Jama’ah yang dimuliakan Allah Subhanahu wa Ta’ala,

Ada satu fenomena yang kita bisa saksikan di masyarakat. Kita begitu terbuka dalam masalah berita, tapi tertutup dengan ilmu agama. MasyaAllah, untuk berita kita selalu mengejar, sehingga tidak hanya cukup berita melalui HP, kita juga menghadirkan berita melalui radio, melalui televisi, sehari-hari kita isi waktu kita dengan membaca dan mendengarkan berita.
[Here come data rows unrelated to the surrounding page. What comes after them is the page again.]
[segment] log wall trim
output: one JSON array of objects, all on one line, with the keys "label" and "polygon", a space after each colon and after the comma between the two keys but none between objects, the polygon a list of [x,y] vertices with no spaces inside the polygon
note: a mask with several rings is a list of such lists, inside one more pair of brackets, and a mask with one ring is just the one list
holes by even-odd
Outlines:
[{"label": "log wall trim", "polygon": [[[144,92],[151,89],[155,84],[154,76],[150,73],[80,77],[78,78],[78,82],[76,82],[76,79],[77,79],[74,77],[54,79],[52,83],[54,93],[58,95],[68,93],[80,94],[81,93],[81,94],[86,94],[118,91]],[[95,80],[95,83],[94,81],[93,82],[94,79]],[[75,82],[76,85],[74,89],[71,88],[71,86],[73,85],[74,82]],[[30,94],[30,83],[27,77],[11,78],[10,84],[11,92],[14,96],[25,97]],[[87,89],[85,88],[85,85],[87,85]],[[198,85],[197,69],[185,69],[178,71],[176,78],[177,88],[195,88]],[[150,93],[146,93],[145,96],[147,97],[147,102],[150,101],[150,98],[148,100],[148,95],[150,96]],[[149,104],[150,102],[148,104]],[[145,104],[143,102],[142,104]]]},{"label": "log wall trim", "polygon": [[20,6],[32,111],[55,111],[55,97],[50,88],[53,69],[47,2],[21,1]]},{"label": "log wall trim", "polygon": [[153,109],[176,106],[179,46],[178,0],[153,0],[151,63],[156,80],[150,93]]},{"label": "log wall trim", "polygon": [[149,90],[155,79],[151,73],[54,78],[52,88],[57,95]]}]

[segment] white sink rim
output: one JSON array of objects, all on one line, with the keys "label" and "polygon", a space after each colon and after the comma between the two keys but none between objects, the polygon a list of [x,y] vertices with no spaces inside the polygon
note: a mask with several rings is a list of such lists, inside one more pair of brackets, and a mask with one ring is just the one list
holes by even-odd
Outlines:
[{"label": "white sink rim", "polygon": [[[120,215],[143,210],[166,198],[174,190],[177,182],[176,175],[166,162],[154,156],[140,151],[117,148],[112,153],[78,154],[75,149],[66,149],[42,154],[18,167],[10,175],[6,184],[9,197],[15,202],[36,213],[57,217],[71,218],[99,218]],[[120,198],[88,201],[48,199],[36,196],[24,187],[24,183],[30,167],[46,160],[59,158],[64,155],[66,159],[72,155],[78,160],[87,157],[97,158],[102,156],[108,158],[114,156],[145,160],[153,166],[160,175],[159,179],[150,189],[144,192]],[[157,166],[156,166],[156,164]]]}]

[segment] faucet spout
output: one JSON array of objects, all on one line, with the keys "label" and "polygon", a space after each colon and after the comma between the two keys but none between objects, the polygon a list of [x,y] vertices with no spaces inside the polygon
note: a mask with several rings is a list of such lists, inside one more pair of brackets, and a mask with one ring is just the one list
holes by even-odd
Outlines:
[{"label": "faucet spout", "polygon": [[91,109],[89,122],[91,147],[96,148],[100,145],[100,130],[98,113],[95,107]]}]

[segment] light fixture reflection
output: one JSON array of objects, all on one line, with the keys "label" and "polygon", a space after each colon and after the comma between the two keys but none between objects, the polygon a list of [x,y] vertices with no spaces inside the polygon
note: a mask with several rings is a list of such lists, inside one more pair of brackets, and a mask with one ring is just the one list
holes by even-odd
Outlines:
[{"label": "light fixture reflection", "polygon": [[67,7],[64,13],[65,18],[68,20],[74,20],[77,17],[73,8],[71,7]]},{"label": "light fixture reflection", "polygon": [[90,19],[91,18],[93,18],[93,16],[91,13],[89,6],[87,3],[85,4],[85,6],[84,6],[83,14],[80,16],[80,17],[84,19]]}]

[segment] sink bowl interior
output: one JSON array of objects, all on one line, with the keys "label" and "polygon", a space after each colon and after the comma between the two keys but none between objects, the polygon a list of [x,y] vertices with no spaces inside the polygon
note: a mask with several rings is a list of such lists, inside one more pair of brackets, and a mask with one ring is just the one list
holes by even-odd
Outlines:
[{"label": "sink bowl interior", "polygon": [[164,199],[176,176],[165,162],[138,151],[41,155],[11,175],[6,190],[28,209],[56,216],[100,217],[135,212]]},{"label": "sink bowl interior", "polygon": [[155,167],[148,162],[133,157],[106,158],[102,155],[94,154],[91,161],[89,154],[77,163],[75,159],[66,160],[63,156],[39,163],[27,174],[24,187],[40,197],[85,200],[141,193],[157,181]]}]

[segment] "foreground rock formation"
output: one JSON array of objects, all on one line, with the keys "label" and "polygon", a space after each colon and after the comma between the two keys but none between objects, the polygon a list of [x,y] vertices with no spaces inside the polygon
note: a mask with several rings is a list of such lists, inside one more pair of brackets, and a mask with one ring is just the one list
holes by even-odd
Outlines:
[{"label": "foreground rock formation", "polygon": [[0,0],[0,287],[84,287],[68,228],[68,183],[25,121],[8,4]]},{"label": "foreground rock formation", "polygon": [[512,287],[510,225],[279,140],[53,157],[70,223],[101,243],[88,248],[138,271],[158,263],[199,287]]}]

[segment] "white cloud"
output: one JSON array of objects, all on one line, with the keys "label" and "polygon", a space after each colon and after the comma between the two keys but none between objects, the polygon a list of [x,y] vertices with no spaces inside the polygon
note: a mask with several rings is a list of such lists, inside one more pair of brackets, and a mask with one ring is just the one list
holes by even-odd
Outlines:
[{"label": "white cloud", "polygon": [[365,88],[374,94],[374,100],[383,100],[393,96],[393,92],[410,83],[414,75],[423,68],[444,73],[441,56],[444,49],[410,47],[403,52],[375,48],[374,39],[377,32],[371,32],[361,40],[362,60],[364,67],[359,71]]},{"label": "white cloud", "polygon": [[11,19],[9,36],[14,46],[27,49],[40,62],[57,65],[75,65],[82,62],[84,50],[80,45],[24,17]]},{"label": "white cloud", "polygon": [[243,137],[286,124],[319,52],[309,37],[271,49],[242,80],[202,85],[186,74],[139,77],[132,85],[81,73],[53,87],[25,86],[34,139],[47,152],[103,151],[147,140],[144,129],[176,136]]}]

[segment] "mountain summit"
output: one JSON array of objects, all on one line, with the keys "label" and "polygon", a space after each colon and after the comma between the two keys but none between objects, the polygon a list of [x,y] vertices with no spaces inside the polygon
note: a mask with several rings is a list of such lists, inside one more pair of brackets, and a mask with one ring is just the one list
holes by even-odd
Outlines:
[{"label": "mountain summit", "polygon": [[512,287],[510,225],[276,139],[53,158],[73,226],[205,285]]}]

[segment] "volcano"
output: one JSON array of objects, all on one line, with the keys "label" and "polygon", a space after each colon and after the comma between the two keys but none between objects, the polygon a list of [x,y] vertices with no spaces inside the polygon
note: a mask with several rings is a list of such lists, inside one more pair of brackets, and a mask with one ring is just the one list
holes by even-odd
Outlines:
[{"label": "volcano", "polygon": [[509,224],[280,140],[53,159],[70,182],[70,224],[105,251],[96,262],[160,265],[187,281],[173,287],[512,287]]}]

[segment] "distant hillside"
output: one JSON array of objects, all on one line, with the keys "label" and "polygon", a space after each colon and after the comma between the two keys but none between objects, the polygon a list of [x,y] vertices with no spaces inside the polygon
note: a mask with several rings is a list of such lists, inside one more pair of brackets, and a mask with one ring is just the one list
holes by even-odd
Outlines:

Padahal kalau kita bandingkan, mana yang lebih dibutuhkan oleh manusia, ilmu agama ataukah berita? Tentu saja semuanya sepakat akan menjawab pengetahuan agama lebih kita butuhkan dibandingkan berita.

Anda bisa bayangkan andaikan waktu yang kita gunakan untuk membaca berita kita gunakan untuk membaca tafsir Al-Qur’an, atau kita gunakan untuk membaca Riyadhus Shalihin (Arab: رياض الصالحين) yang isinya kumpulan hadits Nabi Shallallahu ‘Alaihi wa Sallam. Tentu akan ada tambahan ilmu yang bermanfaat.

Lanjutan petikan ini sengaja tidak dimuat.